Conserve School is blending traditional direct instruction with an artificial intelligence-based system for individualized learning called ALEKS (Assessment and Learning in Knowledge Spaces). The ALEKS website (www.ALEKS.com) describes the program as:

“… the new way to learn math on the World-Wide-Web. By knowing exactly which math concepts the student has mastered, which are shaky, and which are new but within reach, ALEKS enables the student to work on those concepts the student is most ready to learn. ALEKS is a full-time automated tutor, including explanations, practice and feedback.”

ALEKS begins with a comprehensive assessment to determine what each student has already mastered and what each student is ready to learn next. Based on assessment results, students are presented with choices of what to learn next. This process continues until the entire curriculum is mastered.
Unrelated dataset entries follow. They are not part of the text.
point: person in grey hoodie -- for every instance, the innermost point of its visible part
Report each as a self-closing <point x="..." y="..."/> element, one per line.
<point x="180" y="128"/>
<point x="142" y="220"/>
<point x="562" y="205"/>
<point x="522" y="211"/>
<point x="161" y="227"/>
After the Comprehensive Assessment a visual is created showing what the student has left to learn.

As students work through the course, they can select among a range of topics. The topic list is completely individualized – and shows only those topics for which the student has already mastered all the prerequisites. Students are more successful because they are ready to learn the topic. Success leads to increased confidence and self-esteem. ALEKS also fosters independent learning by providing multiple explanations and solutions.

The topic list is individualized showing only topics for which the student has mastered the prerequisites.

While many schools use ALEKS as a stand-alone instructional tool, at Conserve School we blend ALEKS with traditional instruction in the following ways. First, in addition to the built -in teaching and support from ALEKS, students are supported by experienced math teachers, both during class and some evening study hours. Second, the math teacher monitors student progress, and, as groups of students achieve teacher-developed benchmarks, provides them with direct instruction and enrichment exercises to test their knowledge and deepen their understandings in ways that online instruction can’t. Enrichment exercises include group and independent projects. Conserve School also provides students with a math textbook that is linked to the ALEKS curriculum as an additional resource to aid in understanding the concepts being presented.

Students are assessed on what they have learned during the semester, with the expectation that all students will progress at least one semester in their mathematical understanding. That means that students who start farther along will be expected to go farther, while students who began with less preparation will not be expected to go as far. All students will have access to ALEKS for at least one month after the end of the semester, so students who wish to go further may do so.

We are excited about the opportunity this new instructional model provides us to meet the mathematical diversity at Conserve School. We believe that all of our math students will benefit from the increased individualized attention.

~Stefan Anderson
Head of School

Students taking the comprehensive assessment.